The Control Yuan yesterday impeached an ex-captain and the current captain of a navy patrol vessel for failing to enforce military regulations, after a crew member was charged with leaking military secrets.
Ex-captain Jen Wen-chung (任文中) and Captain Fang Chang-tung (方長桐) of the navy's Hsin Chiang vessel (新江艦) were impeached after prosecutors filed charges against Petty Officer First Class Liu Yueh-lung (劉岳龍), who served as a electronic code decoder and who was alleged in June to have been a spy for Beijing.
According to Control Yuan member Huang Huang-shien (
Liu was found to have brought a personal computer and a digital camera on the vessel without getting permission from the unit. He was also charged with neglecting to declare the items during a routine ship embarkation inspection, or informing officials that he was using the devices to record sensitive military information.
According to the investigation report released by the Control Yuan yesterday, Liu had recorded top-secret combat information and highly confidential material related to the navy's communication code.
Liu is alleged to have stolen the information between July and December 2000.

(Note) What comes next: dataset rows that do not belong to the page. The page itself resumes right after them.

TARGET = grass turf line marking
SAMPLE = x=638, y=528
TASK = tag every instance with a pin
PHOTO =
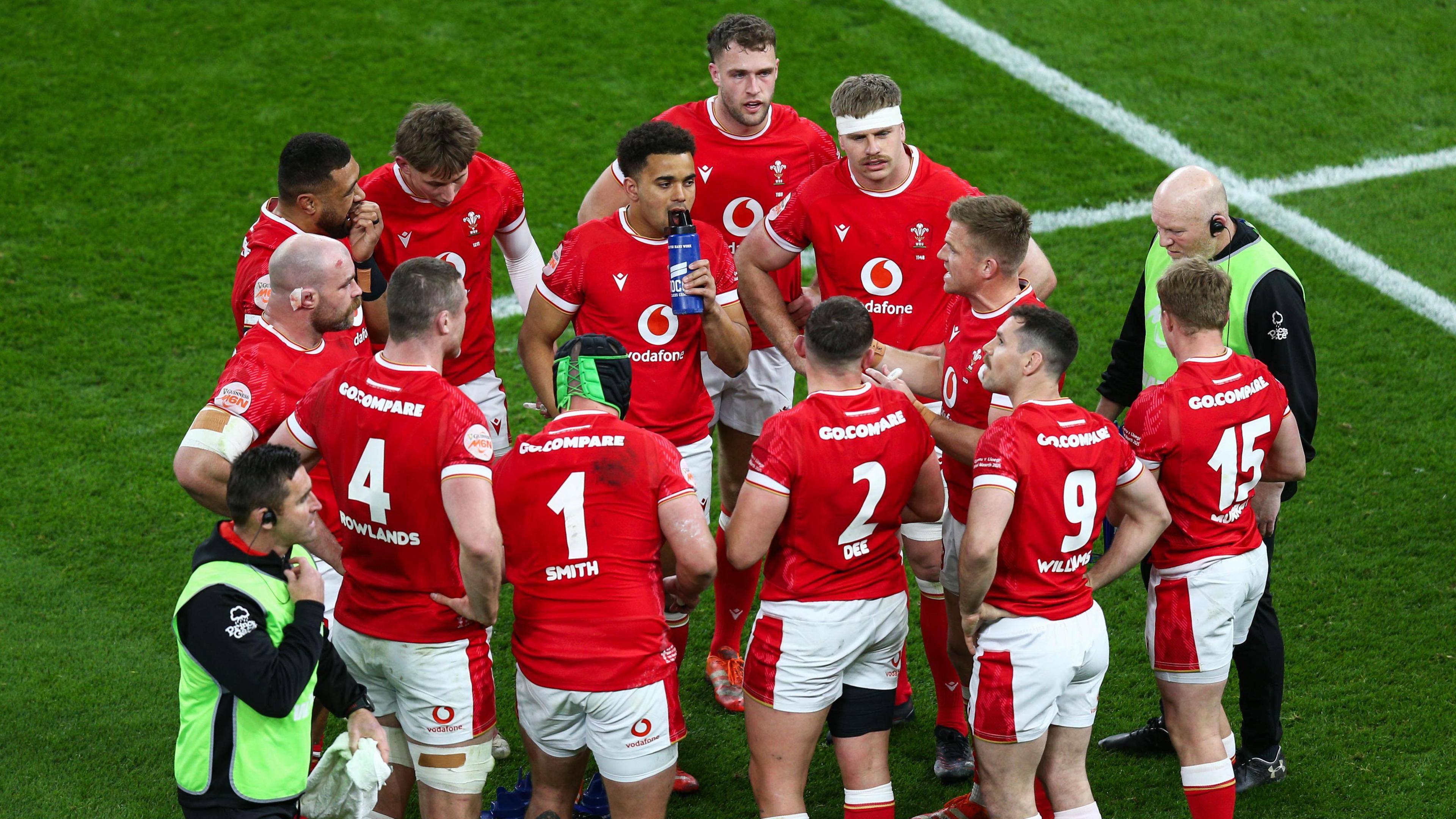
x=1164, y=146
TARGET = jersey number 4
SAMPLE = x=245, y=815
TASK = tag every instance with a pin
x=1231, y=463
x=367, y=484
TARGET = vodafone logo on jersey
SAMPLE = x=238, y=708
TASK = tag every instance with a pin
x=882, y=276
x=657, y=324
x=478, y=442
x=235, y=397
x=742, y=215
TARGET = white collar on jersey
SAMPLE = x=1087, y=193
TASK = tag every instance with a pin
x=627, y=226
x=915, y=168
x=1213, y=361
x=1002, y=309
x=388, y=365
x=286, y=340
x=404, y=187
x=268, y=213
x=860, y=390
x=712, y=119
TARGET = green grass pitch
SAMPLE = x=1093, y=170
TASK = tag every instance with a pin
x=139, y=139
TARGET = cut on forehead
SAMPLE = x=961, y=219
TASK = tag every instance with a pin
x=308, y=260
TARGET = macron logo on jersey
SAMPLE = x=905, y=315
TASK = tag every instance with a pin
x=1231, y=397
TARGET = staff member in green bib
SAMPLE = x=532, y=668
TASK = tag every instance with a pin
x=249, y=629
x=1266, y=321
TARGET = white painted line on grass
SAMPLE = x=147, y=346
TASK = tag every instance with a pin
x=1164, y=146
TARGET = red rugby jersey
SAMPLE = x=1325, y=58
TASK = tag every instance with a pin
x=253, y=288
x=963, y=399
x=879, y=247
x=1208, y=430
x=1064, y=464
x=742, y=178
x=392, y=435
x=613, y=282
x=848, y=463
x=582, y=550
x=491, y=202
x=264, y=381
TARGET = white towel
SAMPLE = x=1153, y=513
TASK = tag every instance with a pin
x=344, y=784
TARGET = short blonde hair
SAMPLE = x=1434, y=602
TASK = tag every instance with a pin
x=863, y=94
x=1196, y=293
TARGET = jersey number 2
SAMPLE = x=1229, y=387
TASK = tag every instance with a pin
x=571, y=503
x=367, y=484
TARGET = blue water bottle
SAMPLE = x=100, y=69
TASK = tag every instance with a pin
x=682, y=251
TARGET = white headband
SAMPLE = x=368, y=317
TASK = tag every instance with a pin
x=873, y=121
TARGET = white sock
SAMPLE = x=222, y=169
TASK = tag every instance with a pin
x=879, y=795
x=1209, y=774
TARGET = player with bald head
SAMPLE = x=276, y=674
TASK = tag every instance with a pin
x=1267, y=321
x=290, y=349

He is also suspected of giving the information to his father, Liu Chen-kuo (劉禎國), who prosecutors say handed it over to Chinese personnel. Liu and his father are in the custody of prosecutors.
The navy had announced in early June that it changed its communication codes immediately after Liu was arrested, and claimed that the leak of the codes would not harm the navy.
Huang Chin-jenn (黃勤鎮), another Control Yuan member, said, "The impeachment is aimed at warning military personnel to follow military regulations to the letter. Such cases could be avoided if the presiding officers were more attentive to their duties."
"We want to ensure that similar cases do not happen again," Huang Chin-jenn said. He added that the military is currently monitoring a number of cases, but he declined to give further details.
Liu Chen-kuo graduated from the Army Academy and served as an army pilot until he retired in 1988. He then went to China for business purposes but was arrested by the Chinese police and, according to Taiwan's Ministry of Justice Investigation Bureau, was detained for two years on charges of people smuggling, forging documents and illegally trading in proscribed antiques.
Chinese secret service agents invited him to work as a spy in exchange for his release and, prosecutors say that his son, Liu Yueh-lung has been providing him with classified information since 2000.
The case is under investigation by both military prosecutors and the Taiwan High Court Prosecutors' Office.
The two captains will be sent to the Judicial Yuan's Committee for the Discipline of Public Functionaries, which will decide on the disciplinary action to be taken against the two.